Télé à fond et lumière dans le visage pour dormir

Alors pour ne pas prendre de risques, Michel Forever doit respecter plusieurs règles avant de s’endormir. « Il ne faut surtout pas que je m’allonge : il faut que je sois assis dans un fauteuil. Je laisse la télé allumée avec le son à fond et une lumière violente, comme des lasers, qui m’est projetée en plein visage. Sans cela, je ne peux pas sortir de mon sommeil », détaille-t-il. Impossible de compter sur les réveils : il ne les entend pas. Michel fait confiance à son horloge biologique pour se réveiller au moment voulu. Pour réduire ses somnolences, Michel ne prend pas de médicaments et ne boit pas d’alcool, sauf un verre de vin rouge de temps en temps « pour laver le sang ». Depuis, il dit n’être jamais tombé malade, pas même un rhume : « Les microbes, je les fatigue ! »

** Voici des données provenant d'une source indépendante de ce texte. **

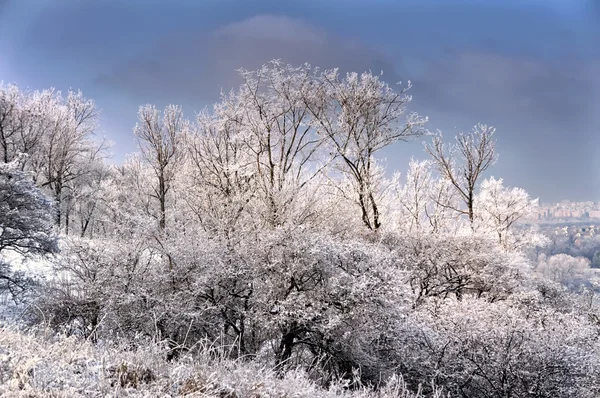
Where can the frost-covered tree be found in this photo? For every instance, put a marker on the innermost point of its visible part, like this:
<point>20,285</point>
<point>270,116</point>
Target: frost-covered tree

Michel affirme être rarement fatigué, « que si je me repose ! » Les divers examens médicaux subis auraient révélé que le cerveau de Michel récupère lorsque celui-ci… est actif, voire suractif. À 58 ans, il est donc un grand habitué des boîtes de nuit : il « danse, saute et chante » jusqu’au petit matin… sans jamais tomber de fatigue : « C’est comme une transe, ça me repose ! Quand je pars en vacances, je ne cherche pas un hôtel mais une discothèque. C’est mon médicament : autant dire que je ne coûte pas cher à la sécu », glisse-t-il. Après son spectacle de 2 heures, donné cinq soirs par semaine dans son cabaret parisien « La Main au Panier », au cours duquel il chante et danse en continu, il affirme être régénéré. Après une nuit de fête, lorsque ses amis vont se coucher, Michel, lui, retourne travailler, pour s’occuper de l’administratif de son cabaret. Une énergie incessante qui le fait vivre en quasi continu.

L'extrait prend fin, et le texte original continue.